By Kim Stagliano
Dr. Nancy Minshew says that in the "old days" autistic people were called schizophrenic, because the two conditions are so much alike. Today they are called autistic. Et voila! There's your epidemic!
Does your child, or do you (if you are an adult with autism) appear schizophrenic*? Has any doctor or therapist ever uttered the words schizophrenia and autism in the same sentence to you?
This declaration of Dr. Minshew's is repulsive and offensive to all people with autism. All people with autism, regardless of what you think of cause or treatment.
Here is the definition of childhood schizophrenia from www.schizophrenia.com:
A child's stage of development must be taken into account when considering a diagnosis of mental illness. Behaviors that are normal at one age, may not be at another. Rarely, a normal young child may report strange experiences—such as hearing voices—that would be considered abnormal at a later age. Clinicians look for a more persistent pattern of such behaviors. Parents may have reason for concern if a child of 7 years or older often hears voices saying derogatory things about him or her, or voices conversing with one another, talks to himself or herself, stares at scary things—snakes, spiders, shadows—that aren't really there, and shows no interest in friendships. Such behaviors could be signs of schizophrenia, a chronic and disabling form of mental illness.

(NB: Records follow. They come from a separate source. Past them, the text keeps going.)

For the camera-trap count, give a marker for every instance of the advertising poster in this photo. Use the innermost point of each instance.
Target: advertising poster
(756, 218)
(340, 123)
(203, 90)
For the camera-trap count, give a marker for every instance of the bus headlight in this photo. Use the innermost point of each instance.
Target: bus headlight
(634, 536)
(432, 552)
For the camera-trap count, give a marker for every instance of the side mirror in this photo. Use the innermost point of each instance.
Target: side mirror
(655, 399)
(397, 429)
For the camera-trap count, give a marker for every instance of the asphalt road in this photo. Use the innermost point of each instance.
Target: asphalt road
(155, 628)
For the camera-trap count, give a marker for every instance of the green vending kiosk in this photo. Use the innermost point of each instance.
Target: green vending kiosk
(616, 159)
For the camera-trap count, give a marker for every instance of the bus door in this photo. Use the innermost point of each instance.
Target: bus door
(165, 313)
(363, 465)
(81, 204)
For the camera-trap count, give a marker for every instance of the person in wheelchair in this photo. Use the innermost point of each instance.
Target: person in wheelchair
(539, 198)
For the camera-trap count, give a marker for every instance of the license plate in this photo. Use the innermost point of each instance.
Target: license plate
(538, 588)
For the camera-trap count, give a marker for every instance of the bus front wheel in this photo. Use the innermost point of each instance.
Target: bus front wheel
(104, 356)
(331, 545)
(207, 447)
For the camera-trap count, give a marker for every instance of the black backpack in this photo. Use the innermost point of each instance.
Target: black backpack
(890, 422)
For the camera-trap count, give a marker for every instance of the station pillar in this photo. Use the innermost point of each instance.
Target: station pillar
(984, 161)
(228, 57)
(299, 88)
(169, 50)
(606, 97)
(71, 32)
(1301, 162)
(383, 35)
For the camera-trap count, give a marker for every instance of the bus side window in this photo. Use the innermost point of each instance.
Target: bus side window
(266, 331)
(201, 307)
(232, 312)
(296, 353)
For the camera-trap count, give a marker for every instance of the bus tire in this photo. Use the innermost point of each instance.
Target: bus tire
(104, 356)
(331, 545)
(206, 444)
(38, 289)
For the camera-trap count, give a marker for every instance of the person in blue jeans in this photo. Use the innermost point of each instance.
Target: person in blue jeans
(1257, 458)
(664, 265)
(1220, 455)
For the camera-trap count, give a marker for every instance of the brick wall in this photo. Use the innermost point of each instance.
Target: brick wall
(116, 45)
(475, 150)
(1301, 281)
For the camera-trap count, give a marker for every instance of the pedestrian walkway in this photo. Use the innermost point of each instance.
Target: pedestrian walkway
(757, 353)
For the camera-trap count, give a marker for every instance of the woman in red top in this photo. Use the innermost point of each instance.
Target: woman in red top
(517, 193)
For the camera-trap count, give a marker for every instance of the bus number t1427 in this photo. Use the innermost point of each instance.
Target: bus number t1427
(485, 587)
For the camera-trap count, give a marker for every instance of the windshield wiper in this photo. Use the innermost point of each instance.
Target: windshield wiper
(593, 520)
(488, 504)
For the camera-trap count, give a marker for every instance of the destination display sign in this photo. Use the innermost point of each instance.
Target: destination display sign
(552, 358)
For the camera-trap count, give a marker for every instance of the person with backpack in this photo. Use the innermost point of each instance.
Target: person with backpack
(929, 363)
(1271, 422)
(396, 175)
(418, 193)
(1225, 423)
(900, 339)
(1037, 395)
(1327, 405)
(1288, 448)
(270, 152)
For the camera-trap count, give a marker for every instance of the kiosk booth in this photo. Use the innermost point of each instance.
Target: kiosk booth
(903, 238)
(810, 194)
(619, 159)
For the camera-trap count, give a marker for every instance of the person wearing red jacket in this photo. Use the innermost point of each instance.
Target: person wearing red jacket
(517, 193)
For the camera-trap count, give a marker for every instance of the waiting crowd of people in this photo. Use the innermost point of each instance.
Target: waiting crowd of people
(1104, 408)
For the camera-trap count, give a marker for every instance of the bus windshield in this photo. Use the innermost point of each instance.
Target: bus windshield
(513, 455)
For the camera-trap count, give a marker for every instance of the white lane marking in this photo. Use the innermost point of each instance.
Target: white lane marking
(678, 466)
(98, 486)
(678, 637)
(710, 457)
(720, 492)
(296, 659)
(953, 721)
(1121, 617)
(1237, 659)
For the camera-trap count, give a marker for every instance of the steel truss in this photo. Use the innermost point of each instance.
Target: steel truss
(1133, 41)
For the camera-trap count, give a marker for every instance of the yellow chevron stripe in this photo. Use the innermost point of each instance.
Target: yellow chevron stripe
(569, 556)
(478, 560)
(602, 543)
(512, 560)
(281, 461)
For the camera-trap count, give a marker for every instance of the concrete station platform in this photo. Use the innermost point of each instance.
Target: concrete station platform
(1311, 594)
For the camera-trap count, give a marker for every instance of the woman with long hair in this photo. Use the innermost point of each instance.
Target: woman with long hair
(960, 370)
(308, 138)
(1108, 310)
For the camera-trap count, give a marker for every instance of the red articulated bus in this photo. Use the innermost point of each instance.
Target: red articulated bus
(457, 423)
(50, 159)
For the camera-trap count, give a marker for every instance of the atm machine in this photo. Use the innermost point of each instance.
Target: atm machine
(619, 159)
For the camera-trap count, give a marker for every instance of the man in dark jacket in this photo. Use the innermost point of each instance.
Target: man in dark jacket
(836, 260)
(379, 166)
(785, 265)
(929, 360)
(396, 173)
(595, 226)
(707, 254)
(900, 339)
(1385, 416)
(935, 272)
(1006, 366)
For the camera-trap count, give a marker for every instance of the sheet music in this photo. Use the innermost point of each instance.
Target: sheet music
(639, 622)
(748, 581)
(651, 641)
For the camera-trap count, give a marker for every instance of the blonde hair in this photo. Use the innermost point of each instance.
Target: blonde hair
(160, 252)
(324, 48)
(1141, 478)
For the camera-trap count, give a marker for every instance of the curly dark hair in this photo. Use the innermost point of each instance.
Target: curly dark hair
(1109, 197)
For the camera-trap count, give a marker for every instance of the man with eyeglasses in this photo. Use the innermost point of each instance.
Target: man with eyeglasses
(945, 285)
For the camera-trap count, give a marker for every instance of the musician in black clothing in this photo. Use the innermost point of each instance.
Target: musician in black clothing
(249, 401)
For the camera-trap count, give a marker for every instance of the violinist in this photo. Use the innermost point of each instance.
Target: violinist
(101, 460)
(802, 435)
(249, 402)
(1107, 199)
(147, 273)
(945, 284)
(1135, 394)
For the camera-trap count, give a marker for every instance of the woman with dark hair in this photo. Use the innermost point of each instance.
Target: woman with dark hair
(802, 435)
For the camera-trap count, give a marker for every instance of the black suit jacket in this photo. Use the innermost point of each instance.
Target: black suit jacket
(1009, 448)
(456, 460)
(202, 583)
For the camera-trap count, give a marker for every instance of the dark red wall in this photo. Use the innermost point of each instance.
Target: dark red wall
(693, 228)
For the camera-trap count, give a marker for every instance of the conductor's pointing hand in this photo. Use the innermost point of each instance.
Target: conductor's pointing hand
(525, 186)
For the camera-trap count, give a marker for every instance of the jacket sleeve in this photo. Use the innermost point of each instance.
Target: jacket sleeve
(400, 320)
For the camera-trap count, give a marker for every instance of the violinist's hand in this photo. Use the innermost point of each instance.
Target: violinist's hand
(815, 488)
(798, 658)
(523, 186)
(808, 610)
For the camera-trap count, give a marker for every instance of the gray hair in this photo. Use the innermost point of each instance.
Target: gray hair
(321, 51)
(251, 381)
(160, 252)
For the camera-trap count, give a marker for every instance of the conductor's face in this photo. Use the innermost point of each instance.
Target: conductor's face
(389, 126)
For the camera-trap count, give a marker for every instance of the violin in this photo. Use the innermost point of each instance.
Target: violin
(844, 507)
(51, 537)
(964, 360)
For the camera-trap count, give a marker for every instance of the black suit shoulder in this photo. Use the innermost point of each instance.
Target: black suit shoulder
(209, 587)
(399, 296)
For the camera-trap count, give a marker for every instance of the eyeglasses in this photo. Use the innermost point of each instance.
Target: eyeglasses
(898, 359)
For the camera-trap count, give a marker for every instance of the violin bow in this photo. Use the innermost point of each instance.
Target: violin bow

Fortunately, schizophrenia is rare in children, affecting only about 1 in 40,000, compared to 1 in 100 in adults. The average age of onset is 18 in men and 25 in women. Ranking among the top 10 causes of disability in developed countries worldwide, schizophrenia, at any age, exacts a heavy toll on patients and their families. Children with schizophrenia experience difficulty in managing everyday life. They share with their adult counterparts hallucinations, delusions, social withdrawal, flattened emotions, increased risk of suicide and loss of social and personal care skills. They may also share some symptoms with—and be mistaken for—children who suffer from autism or other pervasive developmental disabilities, which affect about 1 in 500 children. Although they tend to be harder to treat and have a worse prognosis than adult-onset schizophrenia patients, researchers are finding that many children with schizophrenia can be helped by the new generation of anti-psychotic medications.
Do I have this right? (I'm no Mark Blaxill when it comes to analyzing data.) Dr. Minshew says that today's skyrocketing counts of children with autism (now at 1 in 150) can in part, be attributed to the fact that what is today being called autism, in the past may have been called schizophrenia. But if schizophrenia rates are 1 in 40,000 for children, even if half of the cases were now called autism, you wouldn't be anywhere near today's autism rate. So what were the rest of the kids that now account for the numbers: Diabetic? Apoplectic? (No, that would be me.) And if children with schizophrenia are sometimes misdiagnosed with autism or PDD's, does that mean we now have thousands of kids with schizophrenia falsely diagnosed as autistic? A "wrong diagnosis" doesn't bode well for the whole "better diagnosis" theory then does it?
I have never, in my combined 31 years' of autism experience with my daughters, had a doctor even broach the subject of schizophrenia and we've seen some of the "best" (insert retching sound here.)
From Shakespeare's "Taming of the Shrew": "There's small choice in rotten apples." I guess old William knew about the likes of Dr. Minshew and company too. Here are her pathetic words:
And when people say they don't remember seeing so many autistic children when they were growing up, or ask where all the adults with autism are, there are two possible explanations, Dr. Minshew said.
One is that many autistic children in the past were never sent to school. In what she called the "Forrest Gump era, you didn't even go to school, or you went to a totally separate school."
The other phenomenon was that some autistic children were labeled as schizophrenic, and many may have ended up in state hospitals or other institutions, she said.
There is even a kind of logic to that, Dr. Minshew said, because some of the hallmarks of schizophrenia -- behaving oddly, a lack of facial expressions, poor eye contact, speaking in a monotone and using fewer gestures than normal -- are "essentially the same" in both autism and schizophrenia.
Here's the full article if you're crazy enough to read it.
* If you have a loved one with schizophrenia, I am in no way making light of their condition, nor am I implying that having schizophrenia is "worse" than having autism, or vice versa. My heart goes out to you. Kim
Kim Stagliano is Managing Editor of Age of Autism.